The comparative analysis of experimental results in a–d of Fig. 9 shows that, compared with traditional PSO, GA and SSA, the AFM-PSO algorithm converges to a smaller objective function value, indicating its solution is closer to the theoretical optimum with higher solving accuracy. Additionally, the AFM-PSO algorithm demonstrates superior convergence performance during iterative optimization, requiring only about 25 iterations to precisely locate the optimal value (Fig. 9d), significantly reducing computation time. This efficient optimization capability effectively overcomes the bottlenecks of low efficiency and long computation time existing in traditional algorithms when handling complex optimization problems, substantially improving solving efficiency.
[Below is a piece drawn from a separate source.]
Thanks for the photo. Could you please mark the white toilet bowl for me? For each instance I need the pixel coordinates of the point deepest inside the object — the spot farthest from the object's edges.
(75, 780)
It provides more efficient and reliable algorithmic support for solving complex engineering optimization problems such as precision upgrade of distribution networks.

5.5 Economic Comparative Analysis of Distribution Network Upgrade

To evaluate the economic efficiency of different upgrade approaches, three distinct methods were implemented:

Case 1: The cost-minimization approach for distribution network upgrade (method from reference [34]);

Case 2: The proposed upgrade method in this work;

Case 3: The balanced approach considering both cost minimization and feeder loading rate optimization (method from reference [35]).

The distribution network upgrade results under different case scenarios are presented in Table 4.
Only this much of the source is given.